Flugbegleiter-Streik Lufthansa drohen weitere Streiks


Im Tarifkonflikt bei der Lufthansa ist weiter keine Einigung in Sicht. In dieser Woche seien neuerliche Ausstände möglich, teilt UFO mit. Die Gewerkschaft der Flugbegleiter erwägt auch einen unbefristeten Arbeitskampf, um ihre Forderungen durchzusetzen.

Trotz zweimaliger Warnstreiks gibt es keine Annäherung zwischen Lufthansa und den Flugbegleitern, sagte der Verhandlungsführer der Gewerkschaft UFO, Joachim Müller. Damit ist auch die Streikgefahr für die Lufthansa-Kunden nicht gebannt. Bereits in den vergangenen Wochen hatten die Kabinenmitarbeiter in Teilen Deutschlands für mehrere Stunden ihre Arbeit niedergelegt. Insgesamt waren nach Unternehmensangaben gut 120 Flüge ausgefallen.

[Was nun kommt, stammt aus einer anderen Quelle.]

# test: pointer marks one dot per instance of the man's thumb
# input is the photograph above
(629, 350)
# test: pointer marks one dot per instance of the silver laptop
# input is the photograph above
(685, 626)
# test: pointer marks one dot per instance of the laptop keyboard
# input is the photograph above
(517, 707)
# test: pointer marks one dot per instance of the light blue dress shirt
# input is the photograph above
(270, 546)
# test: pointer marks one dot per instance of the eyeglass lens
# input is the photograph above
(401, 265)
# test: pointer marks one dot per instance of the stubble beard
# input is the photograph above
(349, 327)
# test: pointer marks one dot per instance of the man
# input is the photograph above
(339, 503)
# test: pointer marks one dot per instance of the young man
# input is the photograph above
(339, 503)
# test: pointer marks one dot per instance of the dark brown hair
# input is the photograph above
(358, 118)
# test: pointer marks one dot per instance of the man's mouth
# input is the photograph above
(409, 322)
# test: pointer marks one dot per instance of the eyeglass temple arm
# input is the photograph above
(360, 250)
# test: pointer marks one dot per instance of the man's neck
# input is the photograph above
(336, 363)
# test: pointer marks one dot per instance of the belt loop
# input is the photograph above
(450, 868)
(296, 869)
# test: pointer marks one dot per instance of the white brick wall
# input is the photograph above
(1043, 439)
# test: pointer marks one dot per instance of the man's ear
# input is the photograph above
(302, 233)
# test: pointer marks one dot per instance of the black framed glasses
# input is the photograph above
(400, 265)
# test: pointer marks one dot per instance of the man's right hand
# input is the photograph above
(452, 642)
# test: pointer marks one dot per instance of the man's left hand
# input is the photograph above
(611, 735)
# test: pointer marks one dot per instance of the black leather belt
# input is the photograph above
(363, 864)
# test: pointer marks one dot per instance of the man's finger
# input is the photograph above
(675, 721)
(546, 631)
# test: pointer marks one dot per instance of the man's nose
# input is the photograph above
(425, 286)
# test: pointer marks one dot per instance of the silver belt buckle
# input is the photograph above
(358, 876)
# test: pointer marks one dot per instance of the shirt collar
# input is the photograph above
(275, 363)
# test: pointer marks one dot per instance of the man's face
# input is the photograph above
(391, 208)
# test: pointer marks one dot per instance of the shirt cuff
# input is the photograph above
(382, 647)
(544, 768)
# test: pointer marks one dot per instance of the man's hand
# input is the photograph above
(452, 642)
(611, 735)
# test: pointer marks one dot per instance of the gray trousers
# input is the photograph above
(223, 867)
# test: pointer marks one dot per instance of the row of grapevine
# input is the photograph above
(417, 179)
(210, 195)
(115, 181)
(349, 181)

Eine Lufthansa-Sprecherin sagte, die Fluggesellschaft sei unverändert bereit, sich in einigen Punkten auf die Gewerkschaft zuzubewegen. Dies müsse jedoch am Verhandlungstisch geklärt werden. Bislang habe UFO die Verhandlungen nicht wieder aufgenommen.

Angespannte Rahmenbedingungen

Die Gewerkschaft will für die 16.000 Lufthansa-Flugbegleiter eine Einkommenserhöhung von insgesamt 15 Prozent erstreiten. Diese Forderung setzt sich aus einer deutlichen Gehaltserhöhung und besseren Arbeitsbedingungen zusammen. Lufthansa hat nach eigener Darstellung zuletzt eine Gehaltserhöhung von 6,1 Prozent sowie eine Ergebnisbeteiligung und bessere Arbeitsbedingungen geboten.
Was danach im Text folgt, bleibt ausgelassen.